Mardi 17 octobre 2017 en début d'après-midi à Mondeville au sud de Caen (Calvados), une altercation a lieu entre voisins. Les choses dégénèrent au point qu'une famille de trois personnes a comparu mercredi 28 février 2018 devant le tribunal de grande instance de Caen.

Altercation entre voisins pour un problème de stationnement près de Caen

Un couple et leur fils jugés pour une querelle de voisinage qui aurait dégénéré

Par Joëlle Briant

Un couple de quadragénaires ainsi que leur fils âgé de 18 ans ont été jugés par le tribunal de grande instance de Caen (Calvados), le mercredi 28 février 2018. Il leur est reproché la dégradation d'un bien appartenant à autrui en réunion, le mardi 17 octobre 2017, à Mondeville au sud de l'agglomération.

La Mercedes du plaignant bloquée entre deux voitures

À 11h30 ce jour là, exceptionnellement le plaignant gare sa Mercedes le long de la propriété de ses voisins, ne pensant pas les gêner, ceux-ci se garant habituellement dans leur cour. À 13h30 il découvre son véhicule coincé entre les deux voitures du couple. Manœuvrant pour sortir, il heurte leurs pare-chocs, ce qui les alerte. Ils sortent et sollicitent un constat. Ce que l'homme pressé refuse, ne quittant pas son habitacle et poursuivant ses manœuvres. Suite à quoi le couple et leur fils auraient porté des coups sur son véhicule occasionnant plus de 1 600 € de dommages. L'homme âgé de 71 ans affirme également avoir été insulté. Lui et sa compagne souffrant de stress post-traumatique, ils sollicitent 3 000 € de préjudice moral à eux deux.

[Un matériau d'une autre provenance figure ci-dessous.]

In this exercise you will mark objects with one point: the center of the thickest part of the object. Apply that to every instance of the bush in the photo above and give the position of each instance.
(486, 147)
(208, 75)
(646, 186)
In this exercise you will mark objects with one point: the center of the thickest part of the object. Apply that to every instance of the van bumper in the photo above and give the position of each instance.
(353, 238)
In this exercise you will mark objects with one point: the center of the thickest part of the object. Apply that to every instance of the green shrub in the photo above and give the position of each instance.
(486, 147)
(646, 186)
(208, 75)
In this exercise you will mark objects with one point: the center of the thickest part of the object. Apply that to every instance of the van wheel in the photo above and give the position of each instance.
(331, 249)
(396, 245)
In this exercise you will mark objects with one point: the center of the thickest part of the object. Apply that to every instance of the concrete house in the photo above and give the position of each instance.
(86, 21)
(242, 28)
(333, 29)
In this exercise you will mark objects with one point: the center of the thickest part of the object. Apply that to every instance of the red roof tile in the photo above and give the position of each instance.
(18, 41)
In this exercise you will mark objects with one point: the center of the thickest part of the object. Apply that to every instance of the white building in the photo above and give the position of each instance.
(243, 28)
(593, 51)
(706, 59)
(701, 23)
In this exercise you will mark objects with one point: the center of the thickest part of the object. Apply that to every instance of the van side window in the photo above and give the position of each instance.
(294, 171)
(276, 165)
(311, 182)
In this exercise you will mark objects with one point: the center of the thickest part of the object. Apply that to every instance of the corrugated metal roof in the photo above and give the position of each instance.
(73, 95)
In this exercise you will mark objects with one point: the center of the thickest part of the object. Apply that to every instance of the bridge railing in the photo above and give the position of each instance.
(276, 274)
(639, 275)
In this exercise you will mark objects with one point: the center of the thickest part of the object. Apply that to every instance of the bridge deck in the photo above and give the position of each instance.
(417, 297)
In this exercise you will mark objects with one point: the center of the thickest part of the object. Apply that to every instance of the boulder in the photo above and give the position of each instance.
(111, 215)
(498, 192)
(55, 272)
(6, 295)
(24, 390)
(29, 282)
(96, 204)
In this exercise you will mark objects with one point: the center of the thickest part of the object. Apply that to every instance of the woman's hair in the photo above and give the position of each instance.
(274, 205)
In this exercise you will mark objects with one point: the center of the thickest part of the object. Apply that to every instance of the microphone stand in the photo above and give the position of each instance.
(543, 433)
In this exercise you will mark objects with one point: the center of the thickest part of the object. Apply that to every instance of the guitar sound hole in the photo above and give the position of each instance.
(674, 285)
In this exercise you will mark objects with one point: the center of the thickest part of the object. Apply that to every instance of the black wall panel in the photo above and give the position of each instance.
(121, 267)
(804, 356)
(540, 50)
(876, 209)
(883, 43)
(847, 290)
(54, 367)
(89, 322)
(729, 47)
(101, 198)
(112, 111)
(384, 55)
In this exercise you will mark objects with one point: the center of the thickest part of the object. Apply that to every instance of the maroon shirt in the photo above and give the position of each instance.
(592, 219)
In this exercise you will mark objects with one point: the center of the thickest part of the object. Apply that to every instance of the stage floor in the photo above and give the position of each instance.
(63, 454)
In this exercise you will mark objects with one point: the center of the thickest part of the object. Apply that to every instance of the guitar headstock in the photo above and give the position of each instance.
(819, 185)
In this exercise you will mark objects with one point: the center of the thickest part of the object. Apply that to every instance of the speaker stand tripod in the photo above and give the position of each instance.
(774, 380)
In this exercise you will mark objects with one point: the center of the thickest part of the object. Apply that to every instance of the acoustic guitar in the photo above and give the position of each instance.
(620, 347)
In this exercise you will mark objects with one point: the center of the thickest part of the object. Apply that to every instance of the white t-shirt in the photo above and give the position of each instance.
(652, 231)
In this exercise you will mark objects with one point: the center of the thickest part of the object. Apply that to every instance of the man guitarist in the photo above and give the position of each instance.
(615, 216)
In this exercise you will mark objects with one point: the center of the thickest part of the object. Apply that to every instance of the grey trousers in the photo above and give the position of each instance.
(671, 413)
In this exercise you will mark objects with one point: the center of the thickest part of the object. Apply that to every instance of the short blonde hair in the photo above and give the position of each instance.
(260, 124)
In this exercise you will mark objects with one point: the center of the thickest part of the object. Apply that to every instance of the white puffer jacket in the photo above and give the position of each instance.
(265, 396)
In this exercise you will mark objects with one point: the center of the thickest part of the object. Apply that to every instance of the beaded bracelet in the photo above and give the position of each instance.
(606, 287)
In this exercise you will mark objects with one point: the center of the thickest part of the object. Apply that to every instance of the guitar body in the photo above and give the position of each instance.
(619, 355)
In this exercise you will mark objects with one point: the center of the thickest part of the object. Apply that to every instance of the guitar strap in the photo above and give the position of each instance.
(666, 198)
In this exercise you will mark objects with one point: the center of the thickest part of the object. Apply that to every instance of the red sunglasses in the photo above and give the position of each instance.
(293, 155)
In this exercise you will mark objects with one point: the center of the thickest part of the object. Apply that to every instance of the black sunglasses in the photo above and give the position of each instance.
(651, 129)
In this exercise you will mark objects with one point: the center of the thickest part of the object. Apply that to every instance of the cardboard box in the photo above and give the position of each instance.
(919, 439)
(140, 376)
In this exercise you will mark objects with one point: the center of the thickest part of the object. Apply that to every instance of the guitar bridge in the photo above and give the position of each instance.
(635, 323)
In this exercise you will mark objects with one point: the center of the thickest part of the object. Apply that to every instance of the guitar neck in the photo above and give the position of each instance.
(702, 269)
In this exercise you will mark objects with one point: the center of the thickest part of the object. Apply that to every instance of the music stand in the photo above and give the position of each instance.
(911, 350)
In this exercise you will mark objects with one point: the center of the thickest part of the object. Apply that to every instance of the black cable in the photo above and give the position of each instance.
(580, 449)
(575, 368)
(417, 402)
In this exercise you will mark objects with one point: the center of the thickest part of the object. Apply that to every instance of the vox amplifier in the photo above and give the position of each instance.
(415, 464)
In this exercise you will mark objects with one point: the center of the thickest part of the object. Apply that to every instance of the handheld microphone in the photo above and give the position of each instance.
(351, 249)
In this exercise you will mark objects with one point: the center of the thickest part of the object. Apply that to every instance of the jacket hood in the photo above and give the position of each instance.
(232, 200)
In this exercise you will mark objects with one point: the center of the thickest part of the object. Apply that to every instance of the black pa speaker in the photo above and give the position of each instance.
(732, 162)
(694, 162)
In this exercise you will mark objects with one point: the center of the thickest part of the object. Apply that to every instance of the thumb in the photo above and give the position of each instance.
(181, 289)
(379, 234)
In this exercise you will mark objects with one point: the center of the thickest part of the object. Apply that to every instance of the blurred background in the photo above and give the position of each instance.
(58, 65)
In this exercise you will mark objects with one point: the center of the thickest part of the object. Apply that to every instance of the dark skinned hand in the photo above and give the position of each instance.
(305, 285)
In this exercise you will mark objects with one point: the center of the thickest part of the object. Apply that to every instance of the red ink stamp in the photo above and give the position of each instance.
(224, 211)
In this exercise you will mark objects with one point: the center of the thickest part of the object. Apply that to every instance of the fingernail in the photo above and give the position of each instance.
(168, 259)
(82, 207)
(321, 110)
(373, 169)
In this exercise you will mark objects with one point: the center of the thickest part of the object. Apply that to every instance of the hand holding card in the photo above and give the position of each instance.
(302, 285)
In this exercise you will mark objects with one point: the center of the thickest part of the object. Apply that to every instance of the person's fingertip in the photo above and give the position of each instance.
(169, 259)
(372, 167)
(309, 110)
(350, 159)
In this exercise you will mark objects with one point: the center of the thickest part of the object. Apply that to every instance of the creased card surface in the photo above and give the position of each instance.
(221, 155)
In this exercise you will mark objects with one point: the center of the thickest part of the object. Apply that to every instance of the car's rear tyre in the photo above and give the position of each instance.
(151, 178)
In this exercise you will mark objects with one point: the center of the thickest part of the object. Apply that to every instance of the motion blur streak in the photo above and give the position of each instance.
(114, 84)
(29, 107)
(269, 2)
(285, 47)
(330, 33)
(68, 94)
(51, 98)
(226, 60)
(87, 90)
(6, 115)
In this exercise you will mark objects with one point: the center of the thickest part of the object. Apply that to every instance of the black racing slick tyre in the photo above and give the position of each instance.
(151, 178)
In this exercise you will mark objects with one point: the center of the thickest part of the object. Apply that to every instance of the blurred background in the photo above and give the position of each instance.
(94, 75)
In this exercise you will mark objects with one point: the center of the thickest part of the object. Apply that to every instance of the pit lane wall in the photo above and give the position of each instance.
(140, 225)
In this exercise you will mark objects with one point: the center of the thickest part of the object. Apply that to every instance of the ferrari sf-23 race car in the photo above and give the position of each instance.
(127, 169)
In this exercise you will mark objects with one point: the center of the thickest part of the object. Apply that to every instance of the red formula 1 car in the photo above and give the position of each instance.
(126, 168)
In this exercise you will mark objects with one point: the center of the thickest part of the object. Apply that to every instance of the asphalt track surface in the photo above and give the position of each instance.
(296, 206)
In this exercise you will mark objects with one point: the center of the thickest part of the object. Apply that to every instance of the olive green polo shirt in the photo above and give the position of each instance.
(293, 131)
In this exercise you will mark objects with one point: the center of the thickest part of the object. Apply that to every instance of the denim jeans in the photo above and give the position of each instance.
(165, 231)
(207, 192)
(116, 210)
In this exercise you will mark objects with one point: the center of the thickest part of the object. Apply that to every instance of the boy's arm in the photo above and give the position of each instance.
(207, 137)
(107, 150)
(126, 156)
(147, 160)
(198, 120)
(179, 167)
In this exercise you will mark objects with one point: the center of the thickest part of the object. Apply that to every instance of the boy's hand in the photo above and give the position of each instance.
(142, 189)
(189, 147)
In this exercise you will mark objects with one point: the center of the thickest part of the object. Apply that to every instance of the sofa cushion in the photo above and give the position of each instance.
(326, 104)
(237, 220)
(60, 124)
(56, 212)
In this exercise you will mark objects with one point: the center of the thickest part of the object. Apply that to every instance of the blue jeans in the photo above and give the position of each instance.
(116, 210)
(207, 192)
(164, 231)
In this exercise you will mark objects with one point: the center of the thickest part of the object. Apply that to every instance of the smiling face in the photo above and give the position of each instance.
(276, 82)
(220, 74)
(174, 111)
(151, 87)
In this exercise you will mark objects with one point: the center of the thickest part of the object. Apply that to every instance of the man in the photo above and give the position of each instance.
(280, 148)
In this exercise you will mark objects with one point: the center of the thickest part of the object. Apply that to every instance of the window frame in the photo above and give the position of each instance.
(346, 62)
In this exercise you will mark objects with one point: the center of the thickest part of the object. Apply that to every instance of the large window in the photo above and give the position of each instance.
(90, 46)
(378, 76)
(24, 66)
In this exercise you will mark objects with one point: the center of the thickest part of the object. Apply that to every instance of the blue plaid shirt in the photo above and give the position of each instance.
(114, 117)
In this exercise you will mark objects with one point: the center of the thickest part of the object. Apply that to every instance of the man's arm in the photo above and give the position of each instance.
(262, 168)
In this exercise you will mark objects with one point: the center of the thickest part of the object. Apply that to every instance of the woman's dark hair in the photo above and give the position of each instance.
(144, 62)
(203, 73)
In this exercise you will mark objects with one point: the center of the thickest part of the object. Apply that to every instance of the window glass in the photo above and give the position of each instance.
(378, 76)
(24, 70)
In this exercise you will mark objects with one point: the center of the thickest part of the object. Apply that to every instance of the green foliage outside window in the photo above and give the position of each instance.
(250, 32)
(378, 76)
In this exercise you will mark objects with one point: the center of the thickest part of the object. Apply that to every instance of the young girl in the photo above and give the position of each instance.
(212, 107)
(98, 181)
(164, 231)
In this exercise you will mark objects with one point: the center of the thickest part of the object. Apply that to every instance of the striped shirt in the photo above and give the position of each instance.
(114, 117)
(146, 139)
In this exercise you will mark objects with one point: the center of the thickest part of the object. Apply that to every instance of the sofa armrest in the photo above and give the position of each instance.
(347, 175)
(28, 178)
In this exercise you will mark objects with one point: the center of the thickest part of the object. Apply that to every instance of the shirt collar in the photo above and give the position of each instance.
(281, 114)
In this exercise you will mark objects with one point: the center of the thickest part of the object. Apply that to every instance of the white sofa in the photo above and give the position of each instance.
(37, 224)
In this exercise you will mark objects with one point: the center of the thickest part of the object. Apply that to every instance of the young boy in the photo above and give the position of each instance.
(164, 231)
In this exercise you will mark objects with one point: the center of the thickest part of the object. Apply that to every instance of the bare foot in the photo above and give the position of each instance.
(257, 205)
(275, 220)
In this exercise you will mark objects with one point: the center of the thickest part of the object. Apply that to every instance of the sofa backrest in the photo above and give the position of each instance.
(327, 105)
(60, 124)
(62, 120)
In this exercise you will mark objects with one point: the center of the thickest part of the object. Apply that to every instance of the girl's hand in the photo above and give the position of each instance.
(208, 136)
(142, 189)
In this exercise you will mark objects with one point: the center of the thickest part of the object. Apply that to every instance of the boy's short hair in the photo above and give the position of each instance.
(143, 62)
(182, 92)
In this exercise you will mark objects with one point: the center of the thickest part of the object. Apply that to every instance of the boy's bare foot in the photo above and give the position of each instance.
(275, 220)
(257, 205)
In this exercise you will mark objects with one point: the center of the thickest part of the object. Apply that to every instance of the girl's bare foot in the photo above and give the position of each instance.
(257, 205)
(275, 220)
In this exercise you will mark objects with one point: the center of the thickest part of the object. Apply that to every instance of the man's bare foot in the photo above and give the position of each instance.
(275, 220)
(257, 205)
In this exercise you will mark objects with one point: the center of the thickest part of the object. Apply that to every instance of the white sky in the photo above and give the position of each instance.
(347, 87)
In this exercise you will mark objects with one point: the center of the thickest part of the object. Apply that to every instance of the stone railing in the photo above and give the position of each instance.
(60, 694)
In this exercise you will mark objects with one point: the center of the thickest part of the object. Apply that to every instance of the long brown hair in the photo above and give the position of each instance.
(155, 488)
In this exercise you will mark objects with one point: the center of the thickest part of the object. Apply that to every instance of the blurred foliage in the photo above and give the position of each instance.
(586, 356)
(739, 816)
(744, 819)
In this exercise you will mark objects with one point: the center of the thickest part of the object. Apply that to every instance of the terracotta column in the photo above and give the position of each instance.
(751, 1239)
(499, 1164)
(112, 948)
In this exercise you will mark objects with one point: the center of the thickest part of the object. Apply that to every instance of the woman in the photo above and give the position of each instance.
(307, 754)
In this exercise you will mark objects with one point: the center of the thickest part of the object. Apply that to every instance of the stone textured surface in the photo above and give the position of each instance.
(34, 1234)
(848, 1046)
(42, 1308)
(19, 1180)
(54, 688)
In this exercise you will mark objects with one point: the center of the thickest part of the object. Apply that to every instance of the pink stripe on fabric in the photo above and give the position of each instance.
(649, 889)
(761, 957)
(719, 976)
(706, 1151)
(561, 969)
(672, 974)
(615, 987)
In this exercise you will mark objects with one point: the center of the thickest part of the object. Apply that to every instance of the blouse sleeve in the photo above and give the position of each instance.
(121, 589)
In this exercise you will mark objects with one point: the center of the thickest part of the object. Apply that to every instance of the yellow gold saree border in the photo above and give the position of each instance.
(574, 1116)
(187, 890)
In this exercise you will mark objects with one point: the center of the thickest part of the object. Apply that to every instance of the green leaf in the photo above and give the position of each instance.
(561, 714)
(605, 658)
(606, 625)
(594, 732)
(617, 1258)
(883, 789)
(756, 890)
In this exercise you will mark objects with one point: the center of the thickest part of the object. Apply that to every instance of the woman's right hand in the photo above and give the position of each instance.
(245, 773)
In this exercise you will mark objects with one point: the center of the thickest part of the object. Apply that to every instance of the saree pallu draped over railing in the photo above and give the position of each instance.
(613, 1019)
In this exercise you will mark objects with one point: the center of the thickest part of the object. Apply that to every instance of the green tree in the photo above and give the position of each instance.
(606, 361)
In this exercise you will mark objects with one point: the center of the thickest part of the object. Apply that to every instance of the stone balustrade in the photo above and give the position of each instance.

Contestations des prévenus

La version des prévenus est bien différente : "On lui a dit d'arrêter de foncer dans nos véhicules pour sortir, qu'on allait les déplacer mais il a continué et refusé le constat. En aucun cas nous n'avons mis des coups à sa voiture. Pour nous, il profite de cette situation pour se faire rembourser des dommages dont nous ne sommes pas responsables."

Dossier affligeant

Au vu des casiers judiciaires vierges des trois prévenus, la procureure requiert des peines d'amende avec sursis.

L'avocat de la défense qualifie ce dossier d'affligeant : "Il était si simple de prévenir, de sonner, de dire je suis bloqué... mais non, on fonce et on crie au guet-apens !" Le délibéré sera rendu mercredi 14 mars 2018.